If confirmed, it would be one of the youngest cows to test positive for mad cow - the common name for bovine spongiform encephalopathy, or BSE - in the world. The youngest as of 2005 was a 20-month-old cow found with the disease in the United Kingdom in 1992, according to Japan's Food Safety Commission.

Vice-Agriculture Minister Mamoru Ishihara told reporters Monday the case, if confirmed, "would be of a nature that would affect import restrictions on beef from the U.S. and Canada."

Japan in December eased a two-year-old ban to allow imports of North America animals aged 20 months or younger which did not contain body parts thought at risk of BSE. The trade was again halted after a U.S. veal shipment was found to contain prohibited bones.

The United States, in contrast, requires removal of at-risk parts from animals older than 30 months, although there is a short list of tissues that must be removed from younger animals. U.S. officials have argued cows younger than that face minuscule risks of BSE.

Separately, Ishihara said the confirmation of a case of BSE in Canada over the weekend would not influence Japan's import policy.

A six-year-old dairy cow from British Columbia tested positive for BSE, the Canadian Food Inspection Agency said Sunday. The cow from a Fraser Valley farm was identified through the national BSE surveillance program when it began having trouble walking. It was Canada's fifth confirmed case since May 2003.

Discovery of BSE in Alberta in 2003 closed world markets to Canadian beef, costing producers billions of dollars.

Canadian beef exports to Japan is only a fraction of what it used to be - about 20 tonnes a week compared with 500 tonnes before May 2003. A spokesman for the Canada Beef Export Federation said not enough animals with documents proving the animals meet the 20-month age requirement are being brought to market.

Mad cow is a degenerative nerve disease in cattle. Eating contaminated meat products has been linked to the rare but fatal variant Creutzfeldt-Jakob disease.
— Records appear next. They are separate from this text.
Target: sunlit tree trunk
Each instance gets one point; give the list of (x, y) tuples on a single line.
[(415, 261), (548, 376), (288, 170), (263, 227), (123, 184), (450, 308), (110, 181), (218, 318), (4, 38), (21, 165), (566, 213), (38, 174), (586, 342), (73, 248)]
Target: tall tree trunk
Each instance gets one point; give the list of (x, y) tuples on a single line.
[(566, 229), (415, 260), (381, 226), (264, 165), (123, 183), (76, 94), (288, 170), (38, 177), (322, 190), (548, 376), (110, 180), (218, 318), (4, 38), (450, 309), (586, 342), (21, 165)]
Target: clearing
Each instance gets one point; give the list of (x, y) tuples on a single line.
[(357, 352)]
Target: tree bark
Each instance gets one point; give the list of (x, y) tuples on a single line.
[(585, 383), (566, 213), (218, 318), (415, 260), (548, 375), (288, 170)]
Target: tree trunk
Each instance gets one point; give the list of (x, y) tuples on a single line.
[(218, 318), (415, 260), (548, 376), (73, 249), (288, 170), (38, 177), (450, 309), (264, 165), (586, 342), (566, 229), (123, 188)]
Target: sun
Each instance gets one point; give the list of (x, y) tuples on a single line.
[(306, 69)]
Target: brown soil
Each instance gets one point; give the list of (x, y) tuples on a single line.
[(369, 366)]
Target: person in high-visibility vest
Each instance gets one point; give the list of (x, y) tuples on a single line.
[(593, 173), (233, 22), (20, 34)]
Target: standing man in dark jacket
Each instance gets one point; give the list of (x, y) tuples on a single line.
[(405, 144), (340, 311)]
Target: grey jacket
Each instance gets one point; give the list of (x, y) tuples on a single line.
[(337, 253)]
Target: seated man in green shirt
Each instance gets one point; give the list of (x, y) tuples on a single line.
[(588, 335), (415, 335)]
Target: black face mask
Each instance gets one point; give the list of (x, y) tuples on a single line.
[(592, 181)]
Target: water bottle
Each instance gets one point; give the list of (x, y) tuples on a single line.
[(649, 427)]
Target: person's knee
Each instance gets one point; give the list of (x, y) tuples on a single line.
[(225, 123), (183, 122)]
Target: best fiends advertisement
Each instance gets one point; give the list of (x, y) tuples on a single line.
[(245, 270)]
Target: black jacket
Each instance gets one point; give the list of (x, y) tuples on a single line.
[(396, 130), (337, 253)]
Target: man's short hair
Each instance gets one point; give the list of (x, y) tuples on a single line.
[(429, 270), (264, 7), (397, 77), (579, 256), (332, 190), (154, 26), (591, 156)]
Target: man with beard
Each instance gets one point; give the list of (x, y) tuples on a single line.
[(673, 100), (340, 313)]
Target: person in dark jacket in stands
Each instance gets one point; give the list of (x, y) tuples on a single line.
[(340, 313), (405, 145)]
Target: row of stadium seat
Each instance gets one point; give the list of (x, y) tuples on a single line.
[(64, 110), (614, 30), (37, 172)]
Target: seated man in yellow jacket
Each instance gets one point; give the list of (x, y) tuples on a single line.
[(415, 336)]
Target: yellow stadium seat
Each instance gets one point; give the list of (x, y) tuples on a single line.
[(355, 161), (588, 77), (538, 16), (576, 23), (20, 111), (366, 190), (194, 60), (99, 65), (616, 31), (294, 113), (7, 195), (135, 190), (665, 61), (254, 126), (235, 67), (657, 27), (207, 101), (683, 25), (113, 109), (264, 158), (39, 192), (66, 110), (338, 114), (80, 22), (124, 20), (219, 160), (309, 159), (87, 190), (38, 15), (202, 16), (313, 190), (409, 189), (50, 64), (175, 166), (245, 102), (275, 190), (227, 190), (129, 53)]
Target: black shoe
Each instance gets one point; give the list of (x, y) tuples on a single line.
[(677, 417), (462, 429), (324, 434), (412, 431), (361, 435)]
Japan, which tests all cattle killed for meat, has confirmed 24 cases of mad cow since 2001 - including three cases this year, according to the Agricultural Ministry. There have been three confirmed cases of the disease in the United States.

Japan's market was worth $1.4 billion US annually when its government banned American beef in response to the first U.S. case of mad cow disease in December 2003.